Molly turned to her captain. “We let him look for his brother.”
“Like hell we do.”
“He’s got a reason, Captain, and we let him look before we fly out of here.”
“I don’t care if he has an entire encyclopedia full of reasons,” he said. “Who do you think is the captain of this ship?”
“You are, Captain,” she said. “But I ain’t running your boilers if you don’t turn her around and give the man a chance. And you won’t make it over the next hill if the fuel ain’t parceled out right.”
“Oh, for the love of glim,” he said. “Give me one damn reason why you’ve taken such a shine to him.”
“That’s a Gregor ring.”
Captain Hink looked a little closer at the ring. Seemed to have a bear and the mark of flames behind it etched into the gold. It was indeed Molly’s family marking, and looked an awful lot like the ring she wore on her thumb.

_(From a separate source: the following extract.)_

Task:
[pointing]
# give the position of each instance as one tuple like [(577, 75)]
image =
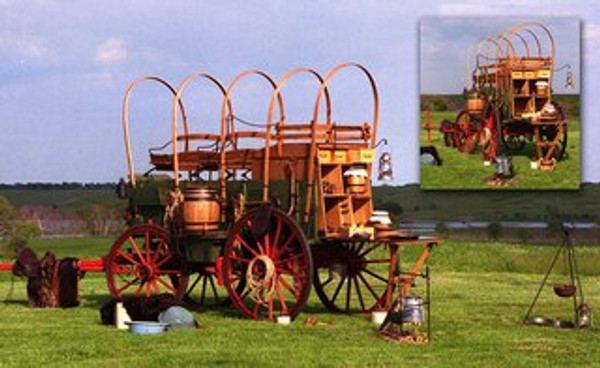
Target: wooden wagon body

One thing about the Gregors. They were a people true to their word, all the way to the last period carved on a gravestone. If someone was wearing their seal, they’d take them in like kith and kin.
It annoyed him to no end.
“Don’t much care if it’s the ring of the president himself,” Hink muttered, rubbing his fingers through his hair, sticking it up before giving it a swipe to smooth most of it down.
He glanced at Molly, who crossed her arms over her chest and stuck her chin out at him.
No arguing with her when she was digging her heels. He growled and turned, striding toward the navigation center, as the ship yawed in the wind.